Kyle Lak Orazen, “Rumf, biraz fazla gergin değil misin?” Dedi.
“Bağışlamak? Oh, haha, sanırım biraz. “
“Endişelenecek bir şey olduğunu sanmıyorum. Bu doğru yön. Bir sarmal kanadına koymak çok ağırdı.”
Rumf içini çekti. Kyle'ın başlangıçta önerdiği model buydu; Bu teknoloji ile sarmal kanatları çoğaltmak için çok fazla zaman harcadılar ve Rumf'in bu gösteri konusunda endişe duyduğu her girişimde başka bir başarısızlık olduğu ortaya çıktı.
“… Ama sen, Majesteleri haklısınız. Önemli nokta kendi başına hareket edip edemeyeceği.”
“Gece gökyüzünün verdiği hediyeler arasında da ipek var. İpekböceği iplik üretmek için kendilerini hareket ettiriyorlar ve gece gökyüzü de bunu taklit edebileceğimizi umuyor.

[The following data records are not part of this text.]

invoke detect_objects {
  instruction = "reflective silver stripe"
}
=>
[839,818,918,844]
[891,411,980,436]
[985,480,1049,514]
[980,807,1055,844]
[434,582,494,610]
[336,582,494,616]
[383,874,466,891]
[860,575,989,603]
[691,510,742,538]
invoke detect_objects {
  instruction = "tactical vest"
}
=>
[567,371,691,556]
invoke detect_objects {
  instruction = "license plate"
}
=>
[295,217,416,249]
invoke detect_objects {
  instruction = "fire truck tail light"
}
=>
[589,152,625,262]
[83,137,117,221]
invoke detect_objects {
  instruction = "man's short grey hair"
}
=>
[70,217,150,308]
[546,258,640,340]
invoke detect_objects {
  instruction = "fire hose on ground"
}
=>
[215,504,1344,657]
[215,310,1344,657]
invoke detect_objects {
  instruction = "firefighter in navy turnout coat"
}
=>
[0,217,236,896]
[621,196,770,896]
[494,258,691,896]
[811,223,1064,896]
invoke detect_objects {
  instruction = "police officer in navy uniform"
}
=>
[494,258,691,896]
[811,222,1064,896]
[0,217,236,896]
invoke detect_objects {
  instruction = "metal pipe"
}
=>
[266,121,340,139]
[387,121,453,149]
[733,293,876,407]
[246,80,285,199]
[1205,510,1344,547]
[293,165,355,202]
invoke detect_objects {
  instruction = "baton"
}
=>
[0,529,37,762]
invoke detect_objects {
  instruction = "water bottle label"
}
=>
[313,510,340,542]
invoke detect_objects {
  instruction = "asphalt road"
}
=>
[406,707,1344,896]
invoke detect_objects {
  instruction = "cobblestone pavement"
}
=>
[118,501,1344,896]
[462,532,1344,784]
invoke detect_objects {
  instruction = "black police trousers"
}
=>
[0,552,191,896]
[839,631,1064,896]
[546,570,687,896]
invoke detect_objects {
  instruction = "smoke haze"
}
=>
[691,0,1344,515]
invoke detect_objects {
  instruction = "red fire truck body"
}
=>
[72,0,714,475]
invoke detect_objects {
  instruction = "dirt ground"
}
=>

Anlıyor musunuz?”
Rumf başını salladı.
“Başlayacağım.”
ROMF'nin işaret ettiği gibi, makinenin yanında duran teknolojik bölümün yetkilisi küçük makinenin içine bir yangın yaktı ve kömür eklemeye başladı. Makinenin içindeki su kaynatıldı ve fırının içindeki kömür yandıkça borulardan siyah duman yaydı.
Rumf mırıldandı, “Lütfen, lütfen …!”
ve yavaşça, küçük makinenin yanındaki dişliler, ona bağlı daha büyük makinenin dişlileriyle hizalanarak dönmeye başladı.
İlk eğirme makinesi pamuk örmeye başladı.